Damages for Loss of Market

Whilst limitation may be broken if wilful misconduct or equivalent default on the part of the carrier can be proven, the Courts will ordinarily award losses based on the sound market value of the goods at the time of collection in accordance with Article 23 (1). 

However, the English Courts have gone one step further and have determined that damages in excess of the sound market value of the goods at the time of collection, for example, the full RRP price, is recoverable if the goods were to be sold on a finite, special or limited available market. 

For example, in the cases of Lacey's Footwear (Wholesale) Ltd v Bowler International Freight Ltd (1997)) and Panalpina Int’l Transport Ltd v Densil Underwear Ltd (1981), the goods were to be sold at Christmas markets.   The Courts held that the correct measure of damages was the lost opportunity to sell goods in those particular markets.  Damages were, therefore, awarded in excess of the sound market value at the time of collection.  In fact, in the Lacey's Footwear case, the Court awarded damages based on the full RRP price.

Damages calculated on this method of loss can make a dramatic difference to the litigation exposure faced by a carrier, particularly in relation to certain commodities such as designer goods.  Losses on this basis may not be within the contemplation of the carrier, but their lack of knowledge may not necessarily reduce their litigation exposure. 

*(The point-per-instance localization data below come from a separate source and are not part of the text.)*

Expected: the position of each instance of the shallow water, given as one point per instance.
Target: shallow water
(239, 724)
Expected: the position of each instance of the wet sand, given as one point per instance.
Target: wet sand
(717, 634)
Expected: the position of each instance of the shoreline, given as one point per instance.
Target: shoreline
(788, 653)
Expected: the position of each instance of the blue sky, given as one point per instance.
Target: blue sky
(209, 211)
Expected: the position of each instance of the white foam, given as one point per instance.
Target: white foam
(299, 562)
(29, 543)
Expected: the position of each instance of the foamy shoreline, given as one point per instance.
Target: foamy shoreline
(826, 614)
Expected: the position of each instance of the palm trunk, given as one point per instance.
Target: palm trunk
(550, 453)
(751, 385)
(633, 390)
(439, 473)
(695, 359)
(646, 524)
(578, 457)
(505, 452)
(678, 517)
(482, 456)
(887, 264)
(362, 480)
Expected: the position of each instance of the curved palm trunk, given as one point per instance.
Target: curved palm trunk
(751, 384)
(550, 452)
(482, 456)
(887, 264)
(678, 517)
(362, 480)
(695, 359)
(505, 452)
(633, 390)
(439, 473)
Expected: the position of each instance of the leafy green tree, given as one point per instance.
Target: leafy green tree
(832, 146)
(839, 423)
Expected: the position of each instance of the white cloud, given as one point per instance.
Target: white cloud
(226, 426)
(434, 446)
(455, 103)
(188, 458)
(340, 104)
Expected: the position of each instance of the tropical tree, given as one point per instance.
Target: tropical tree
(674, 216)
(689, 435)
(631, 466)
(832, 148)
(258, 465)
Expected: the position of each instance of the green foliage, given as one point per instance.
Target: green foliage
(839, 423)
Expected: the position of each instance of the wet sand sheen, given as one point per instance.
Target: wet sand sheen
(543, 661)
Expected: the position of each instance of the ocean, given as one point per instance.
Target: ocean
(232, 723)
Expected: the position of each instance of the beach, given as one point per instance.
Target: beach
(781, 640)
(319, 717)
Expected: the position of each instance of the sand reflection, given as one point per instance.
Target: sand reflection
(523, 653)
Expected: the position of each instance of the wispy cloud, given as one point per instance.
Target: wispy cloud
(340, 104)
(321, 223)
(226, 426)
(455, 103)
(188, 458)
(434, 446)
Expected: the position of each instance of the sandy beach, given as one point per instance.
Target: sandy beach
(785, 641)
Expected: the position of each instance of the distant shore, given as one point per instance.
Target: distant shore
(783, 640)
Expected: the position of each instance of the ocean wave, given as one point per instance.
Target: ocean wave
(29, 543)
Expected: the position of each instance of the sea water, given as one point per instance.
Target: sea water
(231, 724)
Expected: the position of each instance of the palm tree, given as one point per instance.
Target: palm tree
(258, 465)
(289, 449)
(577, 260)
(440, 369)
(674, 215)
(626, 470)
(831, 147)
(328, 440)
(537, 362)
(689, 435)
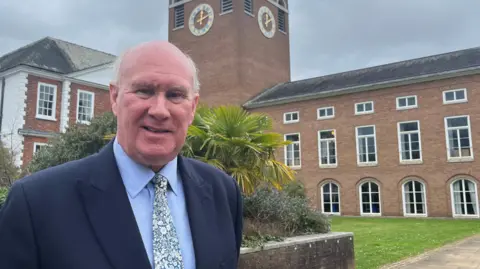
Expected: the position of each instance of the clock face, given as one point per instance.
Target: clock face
(201, 19)
(266, 22)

On numerous occasions, we have successfully recovered losses on behalf of cargo interests for sums in excess of the sound market value of the goods on this basis. 

Forum shopping

It is crucial to understand any jurisdictional advantages early on.  This is particularly prevalent in CMR matters where choice of jurisdiction may be based on agreement between the parties (i.e. a jurisdiction clause in a contract), where the defendant is based, where the goods were taken over by the carrier, or where the goods were to be delivered (Article 31). 

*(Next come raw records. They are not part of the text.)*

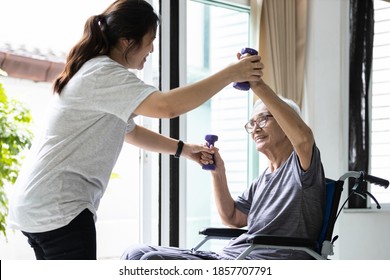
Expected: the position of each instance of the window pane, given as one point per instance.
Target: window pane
(380, 126)
(215, 35)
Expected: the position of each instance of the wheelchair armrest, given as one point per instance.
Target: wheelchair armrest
(223, 232)
(281, 241)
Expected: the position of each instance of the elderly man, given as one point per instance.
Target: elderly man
(287, 198)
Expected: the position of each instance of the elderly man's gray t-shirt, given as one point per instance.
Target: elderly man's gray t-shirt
(287, 202)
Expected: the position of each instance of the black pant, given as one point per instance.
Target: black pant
(75, 241)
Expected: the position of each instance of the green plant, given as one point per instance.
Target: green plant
(15, 137)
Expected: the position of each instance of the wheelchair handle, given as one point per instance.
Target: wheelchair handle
(375, 180)
(365, 177)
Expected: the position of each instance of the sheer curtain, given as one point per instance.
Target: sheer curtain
(283, 45)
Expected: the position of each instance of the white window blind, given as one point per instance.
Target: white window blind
(380, 102)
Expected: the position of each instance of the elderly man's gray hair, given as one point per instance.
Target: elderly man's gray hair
(289, 102)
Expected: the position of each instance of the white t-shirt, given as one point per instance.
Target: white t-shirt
(68, 168)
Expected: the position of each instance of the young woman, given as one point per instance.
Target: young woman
(96, 98)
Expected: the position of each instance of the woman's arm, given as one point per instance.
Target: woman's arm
(155, 142)
(183, 99)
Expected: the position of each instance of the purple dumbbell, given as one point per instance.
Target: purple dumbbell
(211, 139)
(245, 85)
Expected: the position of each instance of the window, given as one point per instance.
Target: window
(380, 103)
(215, 33)
(128, 213)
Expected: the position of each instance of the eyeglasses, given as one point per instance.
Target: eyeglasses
(260, 122)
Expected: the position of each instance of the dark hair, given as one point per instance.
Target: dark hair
(129, 19)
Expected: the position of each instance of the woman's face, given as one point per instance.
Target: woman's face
(137, 58)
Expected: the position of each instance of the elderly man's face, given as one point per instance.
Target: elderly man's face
(271, 136)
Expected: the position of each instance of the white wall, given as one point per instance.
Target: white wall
(362, 233)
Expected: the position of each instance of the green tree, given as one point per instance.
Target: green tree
(15, 137)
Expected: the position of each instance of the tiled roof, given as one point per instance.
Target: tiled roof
(31, 63)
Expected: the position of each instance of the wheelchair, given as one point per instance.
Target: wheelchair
(319, 249)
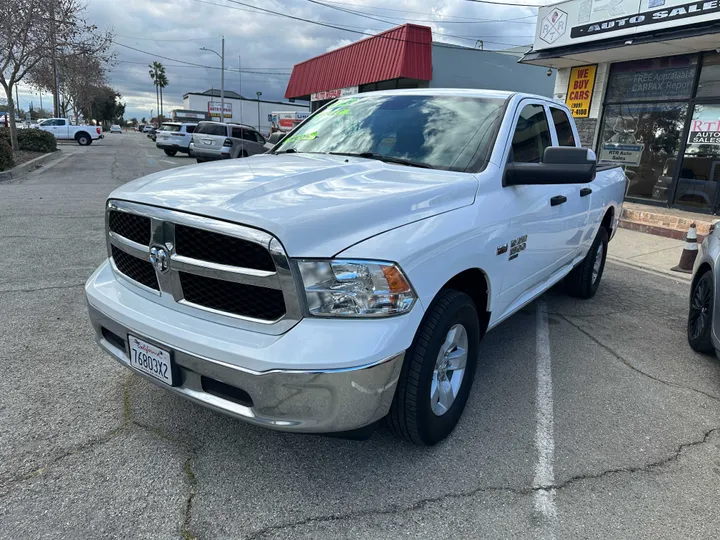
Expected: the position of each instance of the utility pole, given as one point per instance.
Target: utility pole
(222, 81)
(53, 46)
(240, 88)
(258, 94)
(222, 77)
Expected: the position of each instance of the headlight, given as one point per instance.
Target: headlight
(350, 288)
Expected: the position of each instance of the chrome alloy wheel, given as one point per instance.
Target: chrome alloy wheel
(598, 262)
(449, 370)
(700, 306)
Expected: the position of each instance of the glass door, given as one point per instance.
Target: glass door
(699, 172)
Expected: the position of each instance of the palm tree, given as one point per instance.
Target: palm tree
(162, 82)
(155, 69)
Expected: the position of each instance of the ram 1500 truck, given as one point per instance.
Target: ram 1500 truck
(349, 275)
(65, 131)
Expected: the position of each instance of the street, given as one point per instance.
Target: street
(587, 419)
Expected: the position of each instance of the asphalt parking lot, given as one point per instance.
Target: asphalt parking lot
(588, 419)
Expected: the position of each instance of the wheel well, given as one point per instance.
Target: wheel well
(608, 220)
(475, 284)
(704, 267)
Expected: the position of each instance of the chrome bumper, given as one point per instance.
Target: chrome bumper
(287, 400)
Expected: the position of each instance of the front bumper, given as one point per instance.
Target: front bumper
(300, 400)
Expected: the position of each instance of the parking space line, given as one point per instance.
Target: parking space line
(544, 493)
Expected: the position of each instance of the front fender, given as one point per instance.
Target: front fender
(434, 250)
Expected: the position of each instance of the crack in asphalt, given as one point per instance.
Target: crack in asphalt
(52, 287)
(420, 504)
(627, 363)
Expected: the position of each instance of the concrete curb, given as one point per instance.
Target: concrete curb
(679, 276)
(25, 168)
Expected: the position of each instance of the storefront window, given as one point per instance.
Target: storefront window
(645, 139)
(700, 169)
(652, 80)
(709, 83)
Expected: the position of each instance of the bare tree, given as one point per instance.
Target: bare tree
(33, 30)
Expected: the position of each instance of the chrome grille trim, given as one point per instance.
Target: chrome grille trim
(163, 235)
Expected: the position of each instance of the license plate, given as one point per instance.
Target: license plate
(150, 359)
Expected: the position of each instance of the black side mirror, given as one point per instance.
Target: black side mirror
(561, 165)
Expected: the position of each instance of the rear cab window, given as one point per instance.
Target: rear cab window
(212, 129)
(563, 127)
(531, 136)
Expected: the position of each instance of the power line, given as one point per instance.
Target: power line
(507, 4)
(439, 21)
(369, 6)
(337, 27)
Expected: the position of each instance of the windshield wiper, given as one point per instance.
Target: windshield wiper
(386, 159)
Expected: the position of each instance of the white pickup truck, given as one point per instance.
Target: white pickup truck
(349, 275)
(65, 131)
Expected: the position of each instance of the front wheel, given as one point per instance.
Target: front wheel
(438, 371)
(584, 280)
(702, 300)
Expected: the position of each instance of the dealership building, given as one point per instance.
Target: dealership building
(238, 109)
(642, 78)
(407, 57)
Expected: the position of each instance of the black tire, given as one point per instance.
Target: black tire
(581, 281)
(411, 416)
(700, 318)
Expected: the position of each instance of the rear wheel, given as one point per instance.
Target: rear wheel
(702, 300)
(584, 280)
(438, 371)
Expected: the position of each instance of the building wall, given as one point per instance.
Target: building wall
(460, 67)
(586, 126)
(244, 111)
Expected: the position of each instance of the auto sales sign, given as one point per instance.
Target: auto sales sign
(590, 20)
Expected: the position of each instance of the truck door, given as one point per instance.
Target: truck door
(578, 205)
(540, 235)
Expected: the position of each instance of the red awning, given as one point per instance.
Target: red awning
(405, 51)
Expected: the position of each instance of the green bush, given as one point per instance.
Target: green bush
(33, 140)
(36, 140)
(6, 158)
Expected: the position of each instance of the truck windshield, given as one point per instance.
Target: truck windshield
(441, 132)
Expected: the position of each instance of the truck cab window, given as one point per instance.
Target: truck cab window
(532, 135)
(563, 127)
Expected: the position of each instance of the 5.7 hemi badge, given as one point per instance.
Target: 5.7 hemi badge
(516, 246)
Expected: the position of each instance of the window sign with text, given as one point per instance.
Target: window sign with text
(580, 89)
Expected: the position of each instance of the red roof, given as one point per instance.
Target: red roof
(405, 51)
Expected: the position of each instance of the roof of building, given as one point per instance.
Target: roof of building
(404, 51)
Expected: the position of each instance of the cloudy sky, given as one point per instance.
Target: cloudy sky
(269, 45)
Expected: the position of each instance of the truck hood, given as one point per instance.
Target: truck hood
(317, 205)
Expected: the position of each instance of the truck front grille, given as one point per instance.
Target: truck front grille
(134, 268)
(212, 266)
(238, 298)
(221, 249)
(130, 226)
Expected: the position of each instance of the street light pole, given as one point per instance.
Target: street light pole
(222, 77)
(258, 94)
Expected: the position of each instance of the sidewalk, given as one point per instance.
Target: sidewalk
(647, 251)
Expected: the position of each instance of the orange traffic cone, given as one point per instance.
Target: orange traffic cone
(687, 259)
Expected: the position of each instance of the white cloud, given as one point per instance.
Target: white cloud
(177, 29)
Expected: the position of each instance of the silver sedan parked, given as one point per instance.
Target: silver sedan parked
(703, 318)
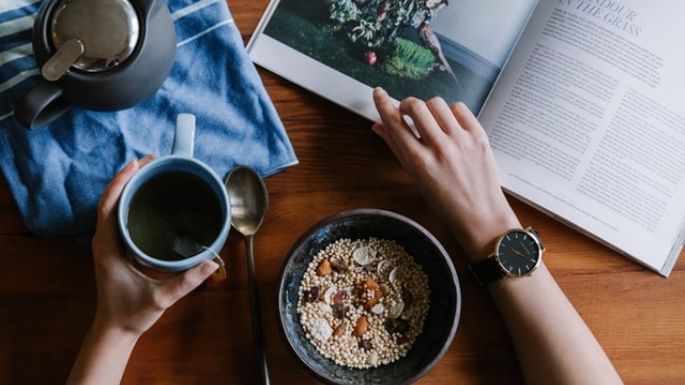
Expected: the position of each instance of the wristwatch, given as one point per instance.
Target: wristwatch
(518, 253)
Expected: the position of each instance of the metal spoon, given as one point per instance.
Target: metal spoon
(249, 202)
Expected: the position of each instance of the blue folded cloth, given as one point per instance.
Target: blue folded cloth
(57, 173)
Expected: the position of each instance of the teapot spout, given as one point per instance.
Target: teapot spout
(149, 6)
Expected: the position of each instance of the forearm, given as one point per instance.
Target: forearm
(553, 343)
(103, 356)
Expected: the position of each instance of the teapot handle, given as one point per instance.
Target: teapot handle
(41, 105)
(148, 5)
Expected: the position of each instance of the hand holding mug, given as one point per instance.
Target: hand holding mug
(127, 299)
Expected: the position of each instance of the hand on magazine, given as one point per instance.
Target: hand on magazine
(453, 165)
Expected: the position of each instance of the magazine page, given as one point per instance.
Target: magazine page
(341, 49)
(588, 121)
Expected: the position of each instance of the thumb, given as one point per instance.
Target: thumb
(180, 285)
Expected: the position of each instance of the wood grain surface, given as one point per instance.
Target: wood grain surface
(47, 291)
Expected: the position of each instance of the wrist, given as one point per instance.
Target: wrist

It is advisable for cargo interests to act fast to seize jurisdiction before carriers move to seize jurisdiction where it best suits them.  It is a well-known tactic for carriers to commence declaratory proceedings in carrier friendly jurisdictions such as the Netherlands, if available, to prevent proceedings elsewhere when there is a risk of limitation being broken, or where duties are recoverable.

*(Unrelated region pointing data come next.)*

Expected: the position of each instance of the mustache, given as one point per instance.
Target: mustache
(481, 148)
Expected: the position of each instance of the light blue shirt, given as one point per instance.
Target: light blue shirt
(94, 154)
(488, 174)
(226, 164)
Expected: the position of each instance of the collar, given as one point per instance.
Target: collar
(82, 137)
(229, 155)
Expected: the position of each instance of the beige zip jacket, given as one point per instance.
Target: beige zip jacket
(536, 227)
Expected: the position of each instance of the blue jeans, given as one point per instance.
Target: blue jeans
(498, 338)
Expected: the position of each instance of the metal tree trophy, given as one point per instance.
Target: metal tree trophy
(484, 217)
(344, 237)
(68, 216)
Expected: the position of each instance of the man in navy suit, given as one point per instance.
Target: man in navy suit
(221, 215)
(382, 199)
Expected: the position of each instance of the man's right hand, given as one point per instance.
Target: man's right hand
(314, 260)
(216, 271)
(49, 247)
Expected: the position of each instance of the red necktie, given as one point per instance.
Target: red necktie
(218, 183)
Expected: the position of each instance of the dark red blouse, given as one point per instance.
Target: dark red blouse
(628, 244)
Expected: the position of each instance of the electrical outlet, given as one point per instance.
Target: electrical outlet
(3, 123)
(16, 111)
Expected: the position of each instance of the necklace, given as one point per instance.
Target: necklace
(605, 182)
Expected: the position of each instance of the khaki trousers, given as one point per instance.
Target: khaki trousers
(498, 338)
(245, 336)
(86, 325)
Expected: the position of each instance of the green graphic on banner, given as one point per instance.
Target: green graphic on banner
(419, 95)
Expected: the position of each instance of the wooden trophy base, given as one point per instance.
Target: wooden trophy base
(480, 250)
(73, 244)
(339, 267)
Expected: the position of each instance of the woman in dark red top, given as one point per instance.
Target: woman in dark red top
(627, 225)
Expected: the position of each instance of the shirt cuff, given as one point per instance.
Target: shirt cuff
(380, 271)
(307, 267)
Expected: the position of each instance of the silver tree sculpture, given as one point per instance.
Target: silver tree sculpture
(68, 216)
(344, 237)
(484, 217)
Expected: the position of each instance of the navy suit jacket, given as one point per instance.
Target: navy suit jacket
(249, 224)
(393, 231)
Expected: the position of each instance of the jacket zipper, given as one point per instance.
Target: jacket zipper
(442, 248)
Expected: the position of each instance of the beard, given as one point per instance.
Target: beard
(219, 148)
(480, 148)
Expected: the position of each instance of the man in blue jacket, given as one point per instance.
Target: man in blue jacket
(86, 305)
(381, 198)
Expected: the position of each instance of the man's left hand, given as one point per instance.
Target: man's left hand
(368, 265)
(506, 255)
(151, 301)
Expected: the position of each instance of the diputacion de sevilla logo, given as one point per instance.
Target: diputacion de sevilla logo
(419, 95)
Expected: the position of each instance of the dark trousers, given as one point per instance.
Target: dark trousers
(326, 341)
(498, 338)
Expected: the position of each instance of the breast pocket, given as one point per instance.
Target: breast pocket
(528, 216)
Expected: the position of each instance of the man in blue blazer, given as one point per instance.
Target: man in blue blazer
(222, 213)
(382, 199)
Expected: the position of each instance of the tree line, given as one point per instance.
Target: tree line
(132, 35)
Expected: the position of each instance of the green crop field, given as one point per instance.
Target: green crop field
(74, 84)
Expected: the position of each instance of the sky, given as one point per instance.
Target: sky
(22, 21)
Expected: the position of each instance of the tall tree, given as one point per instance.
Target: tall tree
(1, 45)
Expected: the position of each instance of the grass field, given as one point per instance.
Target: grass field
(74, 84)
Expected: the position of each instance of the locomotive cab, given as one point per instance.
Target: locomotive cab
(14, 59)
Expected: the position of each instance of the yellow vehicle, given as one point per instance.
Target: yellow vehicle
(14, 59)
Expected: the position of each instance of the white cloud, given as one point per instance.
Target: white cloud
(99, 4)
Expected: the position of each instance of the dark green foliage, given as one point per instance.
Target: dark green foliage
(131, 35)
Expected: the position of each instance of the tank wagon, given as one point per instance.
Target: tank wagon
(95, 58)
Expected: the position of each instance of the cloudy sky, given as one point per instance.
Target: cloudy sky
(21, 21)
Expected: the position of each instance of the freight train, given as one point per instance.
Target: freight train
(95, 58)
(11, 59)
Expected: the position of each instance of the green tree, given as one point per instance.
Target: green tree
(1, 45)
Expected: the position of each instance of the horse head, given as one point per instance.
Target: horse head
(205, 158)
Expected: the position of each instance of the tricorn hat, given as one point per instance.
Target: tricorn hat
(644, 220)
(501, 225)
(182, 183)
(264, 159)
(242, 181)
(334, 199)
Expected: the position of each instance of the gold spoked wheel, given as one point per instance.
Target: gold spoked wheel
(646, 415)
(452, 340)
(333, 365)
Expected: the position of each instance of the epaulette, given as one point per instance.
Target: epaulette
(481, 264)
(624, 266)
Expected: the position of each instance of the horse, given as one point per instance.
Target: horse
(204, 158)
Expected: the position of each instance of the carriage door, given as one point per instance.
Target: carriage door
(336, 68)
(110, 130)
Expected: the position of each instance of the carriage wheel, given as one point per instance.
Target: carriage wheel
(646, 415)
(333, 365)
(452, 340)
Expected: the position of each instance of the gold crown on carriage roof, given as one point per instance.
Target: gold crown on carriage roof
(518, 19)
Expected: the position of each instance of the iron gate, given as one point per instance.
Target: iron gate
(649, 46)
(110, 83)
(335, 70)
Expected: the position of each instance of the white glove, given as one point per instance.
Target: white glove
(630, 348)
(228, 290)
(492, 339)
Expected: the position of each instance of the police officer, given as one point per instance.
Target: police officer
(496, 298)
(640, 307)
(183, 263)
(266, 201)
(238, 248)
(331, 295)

It is important to ascertain how the Courts in the potential jurisdictions will interpret the facts of the case giving rise to an allegation of wilful misconduct.  In doing so, consideration should be given to whether there is the option to recover damages based on a loss of opportunity/market over and above the sound market value of the goods at collection. The recoverability of additional charges, such as customs duties is also an important factor to consider when forum shopping.  A swift and thorough assessment of these points can make a staggering difference to the potential recovery by cargo interests.